Combien est belle la vie de l’homme lorsqu’en retournant à la maison du Père il peut dire : tous les détails de ma vie ont été le reflet de ta volonté divine! Combien triste, par contre, doit être la présence d’un reproche devant Dieu. La présence d’un rebelle qui se doit de dire à Dieu : Seigneur je n’ai pas obéi à tes lois, je croyais que j’étais libre et que la liberté consistait à enfreindre tes commandements.

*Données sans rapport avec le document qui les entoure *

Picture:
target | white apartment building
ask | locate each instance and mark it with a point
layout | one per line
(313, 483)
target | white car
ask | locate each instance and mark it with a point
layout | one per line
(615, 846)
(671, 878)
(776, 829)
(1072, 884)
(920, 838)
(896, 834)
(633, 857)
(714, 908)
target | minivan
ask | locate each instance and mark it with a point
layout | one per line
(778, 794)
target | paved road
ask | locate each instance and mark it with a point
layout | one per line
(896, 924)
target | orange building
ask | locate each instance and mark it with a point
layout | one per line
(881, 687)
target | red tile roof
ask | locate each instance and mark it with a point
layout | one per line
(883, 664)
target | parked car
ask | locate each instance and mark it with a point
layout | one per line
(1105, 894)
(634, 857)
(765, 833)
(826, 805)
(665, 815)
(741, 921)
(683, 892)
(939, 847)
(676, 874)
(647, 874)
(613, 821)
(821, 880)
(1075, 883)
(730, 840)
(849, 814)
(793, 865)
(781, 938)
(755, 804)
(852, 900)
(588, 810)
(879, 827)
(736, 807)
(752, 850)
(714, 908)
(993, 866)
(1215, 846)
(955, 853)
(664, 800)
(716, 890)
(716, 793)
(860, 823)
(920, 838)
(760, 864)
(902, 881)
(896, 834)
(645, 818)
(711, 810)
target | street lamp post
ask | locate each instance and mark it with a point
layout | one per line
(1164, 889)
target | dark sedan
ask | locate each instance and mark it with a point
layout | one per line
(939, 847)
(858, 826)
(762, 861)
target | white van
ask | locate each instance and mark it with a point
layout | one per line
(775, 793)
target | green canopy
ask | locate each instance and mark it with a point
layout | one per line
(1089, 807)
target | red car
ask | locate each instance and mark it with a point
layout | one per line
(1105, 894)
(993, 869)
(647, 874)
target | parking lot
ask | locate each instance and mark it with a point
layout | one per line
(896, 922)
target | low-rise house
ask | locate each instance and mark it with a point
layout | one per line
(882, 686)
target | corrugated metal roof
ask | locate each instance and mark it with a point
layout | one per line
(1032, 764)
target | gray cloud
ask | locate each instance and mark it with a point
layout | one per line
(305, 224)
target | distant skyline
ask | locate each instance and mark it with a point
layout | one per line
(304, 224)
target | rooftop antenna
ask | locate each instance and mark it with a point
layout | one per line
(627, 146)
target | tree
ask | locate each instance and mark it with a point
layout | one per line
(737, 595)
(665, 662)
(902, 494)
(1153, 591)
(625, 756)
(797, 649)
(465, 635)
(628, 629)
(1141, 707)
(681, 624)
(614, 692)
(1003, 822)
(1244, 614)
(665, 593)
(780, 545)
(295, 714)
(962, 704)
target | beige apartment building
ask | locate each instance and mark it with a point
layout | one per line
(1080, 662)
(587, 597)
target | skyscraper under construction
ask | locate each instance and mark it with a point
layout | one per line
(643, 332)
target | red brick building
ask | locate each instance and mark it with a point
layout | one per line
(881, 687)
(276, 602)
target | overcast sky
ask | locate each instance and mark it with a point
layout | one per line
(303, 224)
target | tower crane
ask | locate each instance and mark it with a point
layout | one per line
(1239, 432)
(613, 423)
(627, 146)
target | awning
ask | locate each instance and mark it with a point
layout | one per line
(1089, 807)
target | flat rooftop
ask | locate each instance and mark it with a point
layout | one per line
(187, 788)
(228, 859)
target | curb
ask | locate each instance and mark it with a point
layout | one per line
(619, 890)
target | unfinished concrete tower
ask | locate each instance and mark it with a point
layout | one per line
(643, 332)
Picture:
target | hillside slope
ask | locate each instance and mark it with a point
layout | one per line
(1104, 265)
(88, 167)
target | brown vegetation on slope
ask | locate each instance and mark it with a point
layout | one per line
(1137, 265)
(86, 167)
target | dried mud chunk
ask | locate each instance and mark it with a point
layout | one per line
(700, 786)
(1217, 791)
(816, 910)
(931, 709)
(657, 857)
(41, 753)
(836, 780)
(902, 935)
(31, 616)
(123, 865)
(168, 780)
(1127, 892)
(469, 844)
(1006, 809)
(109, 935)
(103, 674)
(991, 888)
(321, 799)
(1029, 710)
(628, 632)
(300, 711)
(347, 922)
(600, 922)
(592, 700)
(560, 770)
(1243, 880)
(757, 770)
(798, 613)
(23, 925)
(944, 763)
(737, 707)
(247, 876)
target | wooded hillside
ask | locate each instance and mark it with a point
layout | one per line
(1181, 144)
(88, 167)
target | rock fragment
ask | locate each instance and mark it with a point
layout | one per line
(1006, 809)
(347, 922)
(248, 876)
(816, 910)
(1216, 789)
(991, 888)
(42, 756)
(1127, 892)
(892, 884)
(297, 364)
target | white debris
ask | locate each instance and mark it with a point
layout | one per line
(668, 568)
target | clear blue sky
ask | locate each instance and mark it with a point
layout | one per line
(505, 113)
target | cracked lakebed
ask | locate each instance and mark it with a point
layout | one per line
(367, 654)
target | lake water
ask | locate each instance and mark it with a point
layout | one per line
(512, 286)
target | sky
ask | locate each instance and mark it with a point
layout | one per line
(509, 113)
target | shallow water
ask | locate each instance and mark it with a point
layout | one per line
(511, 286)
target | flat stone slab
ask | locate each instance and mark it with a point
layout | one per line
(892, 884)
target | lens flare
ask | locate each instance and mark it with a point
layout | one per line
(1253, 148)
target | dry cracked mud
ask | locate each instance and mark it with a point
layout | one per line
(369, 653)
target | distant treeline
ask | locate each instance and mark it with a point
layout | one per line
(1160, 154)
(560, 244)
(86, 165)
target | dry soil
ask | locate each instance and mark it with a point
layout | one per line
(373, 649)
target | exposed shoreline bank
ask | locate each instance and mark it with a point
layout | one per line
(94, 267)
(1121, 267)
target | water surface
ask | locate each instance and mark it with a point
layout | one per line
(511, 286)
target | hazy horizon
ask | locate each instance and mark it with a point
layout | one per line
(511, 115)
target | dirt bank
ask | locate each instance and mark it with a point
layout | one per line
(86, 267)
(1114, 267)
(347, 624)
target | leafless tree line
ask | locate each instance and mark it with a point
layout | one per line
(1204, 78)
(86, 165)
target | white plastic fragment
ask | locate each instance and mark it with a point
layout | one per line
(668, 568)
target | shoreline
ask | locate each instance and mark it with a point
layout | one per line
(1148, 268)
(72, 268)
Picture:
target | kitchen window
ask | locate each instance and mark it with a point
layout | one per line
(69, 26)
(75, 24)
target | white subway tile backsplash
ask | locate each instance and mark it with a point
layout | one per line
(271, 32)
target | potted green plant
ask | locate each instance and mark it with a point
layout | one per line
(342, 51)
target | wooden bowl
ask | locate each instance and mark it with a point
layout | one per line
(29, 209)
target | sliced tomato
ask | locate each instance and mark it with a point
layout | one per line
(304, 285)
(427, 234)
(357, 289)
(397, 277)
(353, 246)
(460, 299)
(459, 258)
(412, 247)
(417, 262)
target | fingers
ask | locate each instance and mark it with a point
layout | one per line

J’ai recherché les chemins du bonheur par mes caprices, par mes passions, et par mes vices. Combien belle est la vie, mes frères, lorsque malgré les épreuves, nous savons que tout a été conforme à la volonté du Seigneur! Efforçons-nous d’agir en sorte que le message du Christ mourant sur la Croix se reflète dans notre vie, fidèle à sa volonté très sainte. 24/03/78, p.106, IV.

 

 

« Père, entre tes mains je remets mon esprit. »

 

À l’heure de notre mort, nous sentons que la présence du Père recueille notre vie, notre esprit et les transcende avec la satisfaction d’avoir laissé sur terre une lutte inspirée par l’amour, la foi et l’espérance, sans sang ni violence. Qu’il serait triste de laisser dans l’empreinte de notre vie, des torturés, des disparus, des morts, du terrorisme, des incendies et des crimes. Quels comptes devront-ils rendre à Dieu pour leurs mains tachées de sang qui empoignèrent le fouet et donnèrent des coups de pied à leurs frères! Qu’il sera triste en cette heure de ne pas pouvoir dire : « Père, entre tes mains je remets mon esprit », lorsque ce que nous présenterons à l’heure de notre mort n’est pas un esprit qui a travaillé sur Terre pour l’amour, l’espoir et la foi, mais pour la lutte sanglante que Dieu ne veut pas. 24/03/78, p.106-107, IV.